My neural network is as follows

  1. Input layer has 784 neurons which are pixel values of image 28x28 grey scaled image divided by 255 so value will be in range[0,1]
  2. Hidden layer has 49 neuron fully connected to previous 784.
  3. Output layer has 9 neurons denoting class of image.
  4. Loss function is defined as cross entropy of softmax of output layer.
    Initialized all weights as random real number from [-1,+1].

Now I did training with 500 fixed samples for each class.

Simply, passed 500x9 images to train function which uses backpropagation and does 100 iterations changing weights by learning_rate*derivative_of_loss_wrt_corresponding_weight.

I found that when I use tanh activation on neuron then network learns faster than relu with learning rate 0.0001.

I concluded that because accuracy on fixed test dataset was higher for tanh than relu . Also , loss value after 100 epochs was slightly lower for tanh.

Isn't relu expected to perform better ?

1

1 Answers

4
votes

Isn't relu expected to perform better ?

In general, no. RELU will perform better on many problems but not all problems.

Furthermore, if you use an architecture and set of parameters that is optimized to perform well with one activation function, you may get worse results after swapping in a different activation function.

Often you will need to adjust the architecture and parameters like learning rate to get comparable results.

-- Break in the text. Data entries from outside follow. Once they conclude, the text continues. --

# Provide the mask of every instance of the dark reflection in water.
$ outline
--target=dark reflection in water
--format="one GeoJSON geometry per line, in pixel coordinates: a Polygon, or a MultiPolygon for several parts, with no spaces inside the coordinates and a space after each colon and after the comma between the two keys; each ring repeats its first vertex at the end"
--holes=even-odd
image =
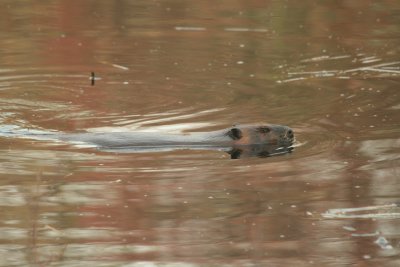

This may mean changing the number of hidden nodes and/or the learning rate in your example.

One final note: In the MNIST example architectures I have seen, hidden layers with RELU activations are typically followed by Dropout layers, whereas hidden layers with sigmoid or tanh activations are not. Try adding dropout after the hidden layer and see if that improves your results with RELU. See the Keras MNIST example here.